Domenica delle Palme e della Passione del Signore


✠ Giampaolo Crepaldi


Cattedrale di San Giusto, 28 marzo 2021



Carissimi fratelli e sorelle, in Cristo!

1.         Dopo il tempo quaresimale, con la Domenica delle Palme la Chiesa ci immette nella Settimana Santa, cioè nella solenne celebrazione del cuore del mistero di Cristo. Nella ammonizione introduttiva alla processione, infatti, ci è stato spiegato che “Questa assemblea liturgica è preludio alla Pasqua del Signore… Gesù entra in Gerusalemme per dare compimento al mistero della sua morte e risurrezione… Chiediamo la grazia di seguirlo fino alla croce per essere partecipi della sua risurrezione”. Ad aiutarci nella richiesta di questa grazia speciale è stata la lettura dei capitoli 14 e 15 del Vangelo di Marco riguardanti la passione del Signore. Tutto il Vangelo di Marco ruota attorno alla seguente domanda: chi è questo Gesù che “parla come nessun uomo ha parlato” (Gv 7,46) e compie gesti miracolosi che sorprendono e sconvolgono?

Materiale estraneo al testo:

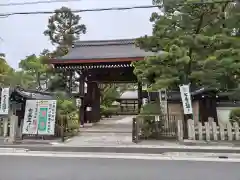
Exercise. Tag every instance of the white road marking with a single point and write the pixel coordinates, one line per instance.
(118, 156)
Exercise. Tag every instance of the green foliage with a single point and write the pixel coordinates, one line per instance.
(34, 70)
(194, 43)
(5, 71)
(63, 29)
(235, 116)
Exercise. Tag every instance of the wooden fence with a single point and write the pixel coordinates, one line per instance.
(209, 131)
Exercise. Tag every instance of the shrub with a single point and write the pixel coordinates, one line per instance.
(235, 116)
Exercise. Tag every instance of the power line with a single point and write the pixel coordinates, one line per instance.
(37, 2)
(4, 15)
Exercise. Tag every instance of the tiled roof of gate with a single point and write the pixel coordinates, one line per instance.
(105, 49)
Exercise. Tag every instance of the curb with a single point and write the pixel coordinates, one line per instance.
(130, 150)
(13, 150)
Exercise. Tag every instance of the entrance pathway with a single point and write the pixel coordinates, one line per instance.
(110, 131)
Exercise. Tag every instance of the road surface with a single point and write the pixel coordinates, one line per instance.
(65, 168)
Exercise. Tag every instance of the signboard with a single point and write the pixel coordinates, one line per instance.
(186, 99)
(4, 106)
(30, 118)
(43, 121)
(163, 100)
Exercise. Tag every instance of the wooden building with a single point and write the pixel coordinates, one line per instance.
(99, 62)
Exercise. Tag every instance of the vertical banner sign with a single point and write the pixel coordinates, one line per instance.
(4, 107)
(186, 99)
(30, 121)
(45, 116)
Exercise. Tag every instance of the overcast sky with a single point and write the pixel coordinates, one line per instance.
(23, 35)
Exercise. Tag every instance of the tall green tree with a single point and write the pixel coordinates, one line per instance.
(63, 29)
(33, 66)
(187, 38)
(5, 71)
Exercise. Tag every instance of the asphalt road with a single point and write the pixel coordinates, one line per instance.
(55, 168)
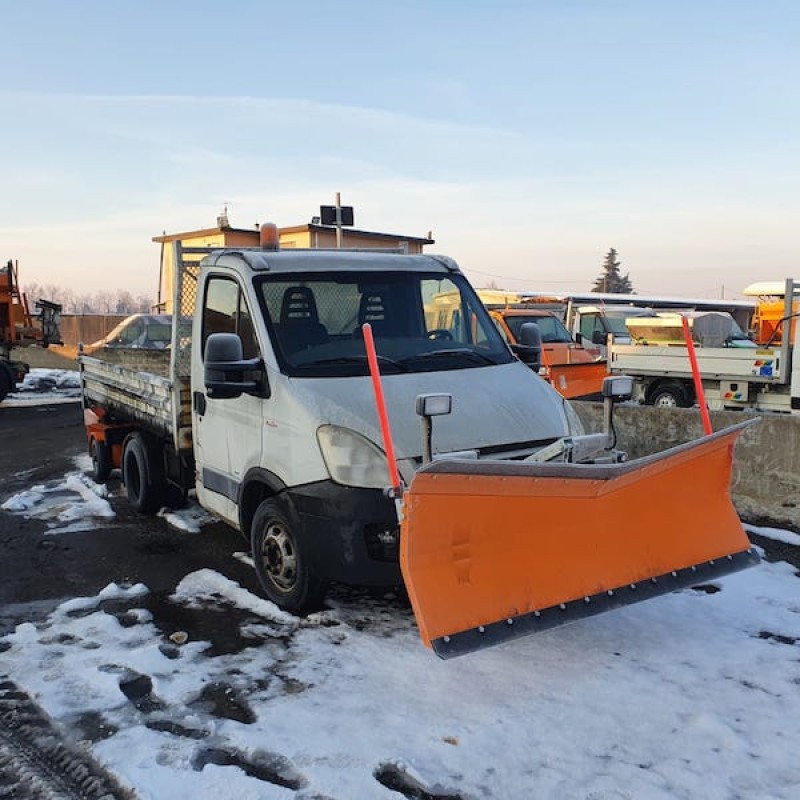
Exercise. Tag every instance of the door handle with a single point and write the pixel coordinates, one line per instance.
(199, 403)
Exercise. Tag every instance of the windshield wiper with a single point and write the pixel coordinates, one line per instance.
(382, 360)
(474, 355)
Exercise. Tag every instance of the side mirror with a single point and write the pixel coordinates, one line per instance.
(529, 349)
(225, 369)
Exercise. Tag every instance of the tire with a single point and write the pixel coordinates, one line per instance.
(142, 475)
(670, 394)
(281, 564)
(7, 381)
(101, 460)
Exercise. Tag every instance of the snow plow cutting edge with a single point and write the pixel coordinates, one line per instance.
(491, 551)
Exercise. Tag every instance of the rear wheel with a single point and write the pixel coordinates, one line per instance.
(281, 564)
(142, 475)
(101, 460)
(7, 382)
(670, 394)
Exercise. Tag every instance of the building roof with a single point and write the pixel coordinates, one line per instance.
(309, 227)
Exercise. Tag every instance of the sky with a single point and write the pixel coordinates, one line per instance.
(528, 137)
(690, 695)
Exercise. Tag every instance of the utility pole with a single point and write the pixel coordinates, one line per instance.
(338, 220)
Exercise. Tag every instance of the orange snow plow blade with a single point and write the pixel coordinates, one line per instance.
(491, 551)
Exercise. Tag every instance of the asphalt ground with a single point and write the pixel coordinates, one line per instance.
(39, 570)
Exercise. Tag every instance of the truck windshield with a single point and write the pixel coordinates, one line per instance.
(421, 322)
(552, 329)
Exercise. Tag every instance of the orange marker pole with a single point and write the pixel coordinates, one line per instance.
(698, 383)
(383, 417)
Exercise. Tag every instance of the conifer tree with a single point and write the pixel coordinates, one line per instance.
(611, 280)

La risposta giunge al momento della morte di Gesù sulla croce e a darla è un centurione – un pagano, un soldato – che gli stava di fronte il quale, dopo che lo vide spirare, affermò: “Veramente quest’uomo era Figlio di Dio!” (15,39). Abbiamo qui una mirabile professione di fede, capace di cogliere fino in fondo il valore del paradosso cristiano: leggere l’onnipotenza di Dio nell’impotenza della croce.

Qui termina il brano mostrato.